RALEIGH TO MAKE SEASON DEBUT IN MARCH
The all-new Raleigh outfit will make its season debut at the Eddie Soens race at Aintree on March 6 after training camps in Portugal and Majorca.
The team has just returned from building invaluable base miles in the Balearics.
“We did four days on, recovery, followed by four days on again,” explained team manager, Chris Truett.
“The last couple of days we worked on team skills, lead-outs, sprints, through and off; that type of thing,” Truett added.
The team camps may have been the first opportunity for the team to all get together, but bonds are already being formed Truett explained. “The lads are really gelling well together and they all enjoyed the camp”.
Truett was also keen to emphasise that when the road starts tilting upwards this year, team leader Dan Fleeman, will not be left to his own devices.
”We have at least half a dozen riders to support Fleeman on the climbs and in the king of the mountains competitions which is great.”
Aside from the training, the team’s infrastructure is gradually coming together. “We received the team van on Monday and the team cars are arriving today (Wednesday). Everyone is keen as mustard and raring to go and I’m knackered,” Truett joked, “but we’re nearly all there. We’ll be doing a couple of local races before then, but the Eddie Soens will be our first major race together”.
After starting the season in the UK, the team will fly out to the Cinturon Majorca followed by the Tour of Mexico. Interspersed with wind-tunnel testing at Silverstone to refine positioning on road and time trial bikes, it will be a busy start to the year for Raleigh.
Truett on the mic at the Raleigh presentation
MOSS REFLECTS ON BIRTHDAY SPENT BATTLING ADVERSITY IN THE MED
Just three years ago, James Moss was a second-cat with MTS. Even in 2009, having bagged his his Elite license, he was still mixing cycling for Kinesis with a job as a Chartered Surveyor.
A full-time cyclist for the first time this year with Endura, he found himself mixing it with the likes of Alejandro Valverde and Alexandre Vinokourov in a freezing edition of the Tour of the Med – quite a shift from the CDNW races, his first forays in the sport.

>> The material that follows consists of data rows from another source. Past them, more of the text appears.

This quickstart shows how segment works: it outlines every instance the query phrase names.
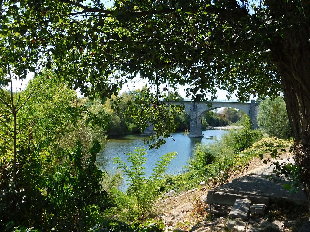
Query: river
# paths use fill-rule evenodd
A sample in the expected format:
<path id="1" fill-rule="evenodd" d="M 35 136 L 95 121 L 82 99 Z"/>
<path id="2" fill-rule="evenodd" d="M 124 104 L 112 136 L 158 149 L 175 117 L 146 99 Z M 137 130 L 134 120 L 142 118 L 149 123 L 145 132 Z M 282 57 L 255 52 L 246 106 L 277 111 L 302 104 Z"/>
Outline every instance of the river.
<path id="1" fill-rule="evenodd" d="M 184 166 L 188 165 L 187 161 L 192 156 L 193 148 L 197 143 L 200 142 L 206 144 L 214 143 L 228 132 L 220 130 L 205 131 L 202 131 L 204 136 L 202 138 L 189 138 L 183 135 L 184 132 L 178 132 L 172 135 L 175 142 L 172 138 L 169 138 L 166 140 L 166 143 L 157 150 L 149 150 L 147 146 L 146 146 L 146 151 L 148 153 L 146 156 L 147 160 L 144 170 L 146 175 L 151 174 L 155 163 L 161 156 L 174 151 L 178 154 L 176 158 L 172 160 L 171 164 L 168 166 L 166 173 L 169 174 L 179 174 L 184 170 Z M 128 156 L 126 154 L 133 152 L 136 147 L 143 146 L 142 140 L 145 136 L 145 135 L 131 134 L 108 138 L 103 144 L 103 151 L 97 157 L 100 169 L 114 173 L 117 165 L 113 163 L 113 158 L 118 157 L 121 160 L 127 163 Z"/>

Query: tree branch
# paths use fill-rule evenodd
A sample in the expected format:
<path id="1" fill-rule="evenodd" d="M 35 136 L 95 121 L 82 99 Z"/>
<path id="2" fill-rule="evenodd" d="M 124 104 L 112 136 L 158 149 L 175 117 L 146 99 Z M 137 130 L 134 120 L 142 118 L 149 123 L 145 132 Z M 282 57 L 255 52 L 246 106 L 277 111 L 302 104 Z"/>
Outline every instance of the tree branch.
<path id="1" fill-rule="evenodd" d="M 39 92 L 40 91 L 41 91 L 41 90 L 42 90 L 42 89 L 43 89 L 44 88 L 44 87 L 43 87 L 42 88 L 40 89 L 39 89 L 38 90 L 38 91 L 37 91 L 35 93 L 33 93 L 33 92 L 34 92 L 35 90 L 36 89 L 38 88 L 38 87 L 41 84 L 42 84 L 43 82 L 44 82 L 45 81 L 46 81 L 47 79 L 47 78 L 46 78 L 45 79 L 44 79 L 44 80 L 43 80 L 43 81 L 42 81 L 41 83 L 40 83 L 36 87 L 36 88 L 35 88 L 34 89 L 33 89 L 33 90 L 32 91 L 31 91 L 31 93 L 30 93 L 30 94 L 29 95 L 29 96 L 28 96 L 28 97 L 27 98 L 27 99 L 26 99 L 26 101 L 25 101 L 25 102 L 23 103 L 23 104 L 21 105 L 20 106 L 20 107 L 19 107 L 18 109 L 17 109 L 17 110 L 16 110 L 16 113 L 17 113 L 17 112 L 19 110 L 20 110 L 21 109 L 21 108 L 22 107 L 23 107 L 23 106 L 24 105 L 25 105 L 25 104 L 26 104 L 26 103 L 27 103 L 27 102 L 28 102 L 28 100 L 30 99 L 30 98 L 31 97 L 33 97 L 34 95 L 35 95 L 36 94 L 37 94 L 37 93 L 38 93 L 38 92 Z"/>
<path id="2" fill-rule="evenodd" d="M 30 126 L 30 125 L 31 125 L 31 124 L 33 124 L 33 123 L 34 123 L 35 122 L 38 122 L 39 121 L 41 121 L 41 120 L 43 120 L 43 119 L 45 119 L 46 118 L 55 118 L 55 117 L 56 117 L 56 116 L 50 116 L 48 117 L 45 117 L 44 118 L 40 118 L 40 119 L 38 119 L 37 120 L 35 120 L 34 121 L 33 121 L 33 122 L 31 122 L 30 123 L 29 123 L 28 124 L 27 124 L 27 125 L 26 125 L 24 127 L 23 127 L 23 128 L 22 129 L 21 129 L 19 131 L 18 131 L 17 132 L 17 134 L 19 134 L 21 132 L 21 131 L 23 131 L 27 127 L 28 127 L 29 126 Z"/>
<path id="3" fill-rule="evenodd" d="M 7 128 L 8 130 L 9 130 L 9 132 L 10 133 L 10 134 L 11 135 L 11 137 L 12 137 L 12 138 L 13 138 L 14 137 L 13 136 L 13 135 L 12 133 L 12 132 L 11 131 L 11 129 L 9 127 L 9 126 L 8 126 L 7 125 L 7 123 L 4 120 L 3 120 L 0 118 L 0 122 L 2 122 L 2 123 L 3 123 L 3 124 L 4 124 L 4 126 L 5 126 Z"/>

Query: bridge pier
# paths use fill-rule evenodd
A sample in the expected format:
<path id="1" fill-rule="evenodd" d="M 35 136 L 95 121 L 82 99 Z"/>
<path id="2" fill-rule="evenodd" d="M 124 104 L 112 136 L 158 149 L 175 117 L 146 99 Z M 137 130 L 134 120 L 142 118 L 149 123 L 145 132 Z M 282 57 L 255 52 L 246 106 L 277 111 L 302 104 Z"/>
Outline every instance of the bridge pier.
<path id="1" fill-rule="evenodd" d="M 194 102 L 193 109 L 191 110 L 190 118 L 191 123 L 188 137 L 192 138 L 203 137 L 201 120 L 197 120 L 198 117 L 195 102 Z"/>
<path id="2" fill-rule="evenodd" d="M 255 102 L 255 100 L 251 100 L 251 108 L 250 109 L 249 115 L 252 123 L 252 129 L 256 129 L 258 128 L 257 125 L 257 115 L 258 114 L 258 103 Z"/>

“The picture on the front of the race manual was Luis Leon Sanchez in short sleeves and shorts – it wasn’t like that this year, let’s put it that way!” Moss said.
The team were well placed in the bunch at the start of the first stage, but the speed quickly went haywire. “We were towards the front end of the race, then about 10km in, the road changed direction into a crosswind and it suddenly got very grippy.
“Valverde asked his team-mates to put it in the gutter, and they certainly did. The race was in bits: big teams were out the back before us.”
“I pulled out of the line after about 20 kilometres, and was chasing in the cars.” However, while making his way back through the convoy, a sudden gust blew Moss into the Ag2r-La Mondiale vehicle at 60km/h, and he went down.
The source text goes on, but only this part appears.